Justice Chang’s ruling seems to leave the question of whether Rohee can speak in the House to the Speaker and the procedures of the National Assembly. Chang ruled that Rohee, as an elected member of the National Assembly, has a right to speak in the House although it does not appear that this is enforceable in court.
“I did say in a letter to the Leader of the Opposition that I would put a halt to what I was doing until the [ruling from the court came],” said Trotman when contacted. “I did not consider any order from the High Court to be binding on me. [However], I would have to speak to my lawyers [on the ruling],” he said.
“We would be examining the ruling to see whether it coincides or collides with ours,” he said, referring to himself and the legal team who had advised him prior to him making a ruling in the House last month in a letter to the Opposition Leader and the Prime Minister.
In that letter, Trotman recalled that on November 22 he had ruled that a motion Leader of the Opposition David Granger had submitted seeking to prevent Rohee from “speaking in the National Assembly as long as he is purporting to carry out the functions of Minister of Home Affairs as published in the Official Gazette, should be referred to the Privileges Committee.
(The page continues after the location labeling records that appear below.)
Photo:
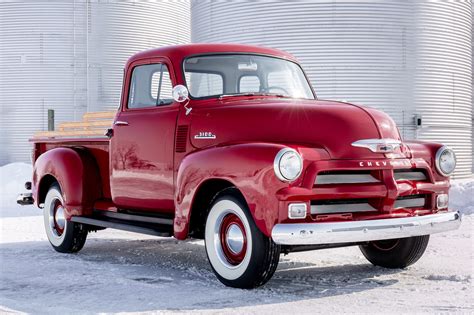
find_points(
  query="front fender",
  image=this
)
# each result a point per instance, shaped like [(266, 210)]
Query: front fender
[(77, 174), (249, 167)]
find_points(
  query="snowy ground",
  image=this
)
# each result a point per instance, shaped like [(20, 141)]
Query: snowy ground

“In my considered opinion, I believed that the matters contained therein appeared to affect the powers and privileges of the National Assembly. Ancillary to this, I ruled that the Bill in the name of the Hon Minister of Home Affairs, the Firearms (Amendment) Bill of 2012, would not proceed, and neither will any Bill or Motion presented in his name whilst the issue is under consideration by the Privileges Committee,” Trotman wrote in his ruling.
The Speaker had said that he was of the firm opinion that the National Assembly is the sole authority to develop and apply its own methods and procedures, “and these shall not be overruled by any other authority.”
He had noted that the High Court, as one of the critical and established parts of the triumvirate that comprises the organs of State, “has the duty, as guardian of our Constitution, to give interpretations in times of grave constitutional confusion. This role as interpreter is vastly different from the role of referee, or combatant, that some seem to want it to play,” he said.